Renovation spending had been tracking the overall growth in the economy, but while it is expected to grow in 2017 it will begin to lag economic growth.

Some of the renovation spending is just keeping a home up to date — $17 billion of the $71 billion spent in 2016 was chalked up to home repair. Most of the rest of the spending, $52.8 billion, was discretionary and used for alterations and improvements.
About $1.1 billion was spent on property conversions in 2016, but this number also tracked lower in the first quarter of this year, compared to Q1 2016.
The real sign of a slowing renovation market is the growth in spending per unit. This spend was approximately $5,000 over the past five years, not much more than the period from 2007-2011.
“This means that the recent growth in renovation spending has been more driven by growth in the housing stock – the total number of units renovated – than by increased spending per unit, than was the situation in the decade of the 2000s,” Altus Group said.
Residential renovation spending has increased every year since 1988, in both real and current dollar terms, Atlus noted.

HELOCs hampered
Many homeowners have tapped into home equity lines of credit for their improvements or upkeep. Altus Group data showed one in 12 homeowners borrowed for home renovation in 2016. A home equity line of credit (HELOC) is the No. 1 method to borrow, followed by a refinanced mortgage.
Altus Group research shows that many people who initially use high-interest methods to borrow, such as credit cards or store charge cards, later consolidate that debt into their mortgage.
However, there are signals that, for homeowners who have insured mortgages, access to HELOCs and second mortgages is now more difficult.
Last October, the federal government banned the three main insurers in Canada, Canada Mortgage and Housing Corp (CMHC), Genworth, and Canada Guaranty, from backing any kind of residential refinance transaction.
“As a result of Department of Finance changes, government-backed mortgage default insurance is no longer available for refinancing properties of any type,” explained Jonathan Rotundo, a senior media relations officer with CMHC.
Rotundo noted that “ lenders may continue to refinance on a conventional [uninsured] basis”, but Dustan Woodhouse with Dominion Lending Centres and other mortgage brokers say the interest rate on such loans is much higher than what is available with insured mortgages.
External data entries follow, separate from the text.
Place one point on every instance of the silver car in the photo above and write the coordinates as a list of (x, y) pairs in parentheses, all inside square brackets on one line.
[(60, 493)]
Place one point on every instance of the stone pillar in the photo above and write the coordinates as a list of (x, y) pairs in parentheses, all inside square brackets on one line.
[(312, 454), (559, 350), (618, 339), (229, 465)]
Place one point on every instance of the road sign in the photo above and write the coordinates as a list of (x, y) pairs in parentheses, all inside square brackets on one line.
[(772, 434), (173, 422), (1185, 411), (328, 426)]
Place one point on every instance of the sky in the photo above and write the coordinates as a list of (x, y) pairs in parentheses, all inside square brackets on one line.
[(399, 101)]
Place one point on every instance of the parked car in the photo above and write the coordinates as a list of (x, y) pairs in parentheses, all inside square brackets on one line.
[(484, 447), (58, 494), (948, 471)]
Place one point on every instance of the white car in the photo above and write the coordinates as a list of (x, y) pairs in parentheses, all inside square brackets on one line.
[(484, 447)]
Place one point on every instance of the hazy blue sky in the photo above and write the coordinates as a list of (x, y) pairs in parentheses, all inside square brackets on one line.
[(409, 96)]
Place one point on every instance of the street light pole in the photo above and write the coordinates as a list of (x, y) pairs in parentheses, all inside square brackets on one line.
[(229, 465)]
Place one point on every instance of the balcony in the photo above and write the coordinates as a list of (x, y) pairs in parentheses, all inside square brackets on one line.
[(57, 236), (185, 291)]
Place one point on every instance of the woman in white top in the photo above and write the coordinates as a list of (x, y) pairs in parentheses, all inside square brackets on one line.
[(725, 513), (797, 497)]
A parallel slowdown in the housing market – and price increases – in markets such as Greater Toronto and Metro Vancouver may also be affecting renovation spending, contractors say.
According to CMHC, households undertake renovations typically within 12 months of buying a home.
The recent Altus study also tracked renovation intentions among Canadian homeowners. The survey revealed that three per cent of consumers plan to buy a home and do a large renovation; 15 per cent plan a large renovation and don’t plan on buying a home; and 77 per cent do not plan either a renovation or to buy home over the next year, up from 75 per cent in the spring of 2016.